Moume, j'écris ce livre pour ne jamais oublier ceux qui partent trop tôt, toujours trop tôt. Comment faire autrement ? Je voudrais te dire que je t'aime pour avoir trop souvent oublié de te le dire de ton vivant. Puisqu'une sotte pudeur nous enjoint de ne pas parler, autant l'écrire noir sur blanc. C'est un peu tard. Mais je veux que tu revives éternellement sous ma plume qui n'est plus qu'une plume en perdition. Je veux revoir ton sourire de Normandie quand la mer moutonnait près du Home. Je veux tout simplement me souvenir.

Les photos restent. Adolescent, je me moquais de ces reliques aspirant à éterniser ce qui ne le sera jamais. Les moments furtifs de notre passage sur terre, un sourire, un regard. - Nous ne sommes que poussière, disait Moume. Aujourd'hui, autour de mon bureau, les photos témoignent. Ces janissaires à la peau de bromure composent ma garde d'honneur.

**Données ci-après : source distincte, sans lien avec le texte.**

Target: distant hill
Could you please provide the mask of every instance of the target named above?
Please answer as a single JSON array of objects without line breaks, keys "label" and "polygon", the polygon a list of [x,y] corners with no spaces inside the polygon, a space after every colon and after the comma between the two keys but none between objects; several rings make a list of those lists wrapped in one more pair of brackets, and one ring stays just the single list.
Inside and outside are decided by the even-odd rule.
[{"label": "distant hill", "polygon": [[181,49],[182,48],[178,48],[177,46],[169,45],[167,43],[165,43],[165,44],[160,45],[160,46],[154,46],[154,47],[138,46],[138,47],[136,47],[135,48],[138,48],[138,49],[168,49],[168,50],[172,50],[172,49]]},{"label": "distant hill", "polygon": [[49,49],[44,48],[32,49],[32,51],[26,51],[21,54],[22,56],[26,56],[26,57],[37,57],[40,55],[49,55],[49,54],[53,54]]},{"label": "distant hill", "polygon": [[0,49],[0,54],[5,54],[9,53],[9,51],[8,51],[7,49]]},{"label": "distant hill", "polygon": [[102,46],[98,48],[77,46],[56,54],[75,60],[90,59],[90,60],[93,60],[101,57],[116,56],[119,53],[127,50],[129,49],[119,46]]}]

Qu'avons-nous gardé dans nos coeurs ? Rien que la mémoire, cette fermentation de souvenirs qui se transforment autant qu'ils se conservent.

" Le bonheur, c'est de toujours désirer ce que l'on aime déjà" écrivait Saint-Augustin.

Il ne faut jamais forcer les enfants. On oublie les bonheurs, jamais les malheurs.

La disparition des êtres d'exception, je le sais à présent, fait moirir les vivants. Leur souvenir creuse un peu plus nos rides.Tout à l'heure, à l'heure du retour, pour ne pas oublier, pour prier peut-être, nous emprunterons le chemin d'autrefois.

Au fond, si le souvenir du bonheur nous est plus précieux que le bonheur lui-même, c'est parce que nous ne vivons vraiment que dans le passé. Tu es mon passé. Mes roses et mon lilas. Le secret d'un oeil bleu.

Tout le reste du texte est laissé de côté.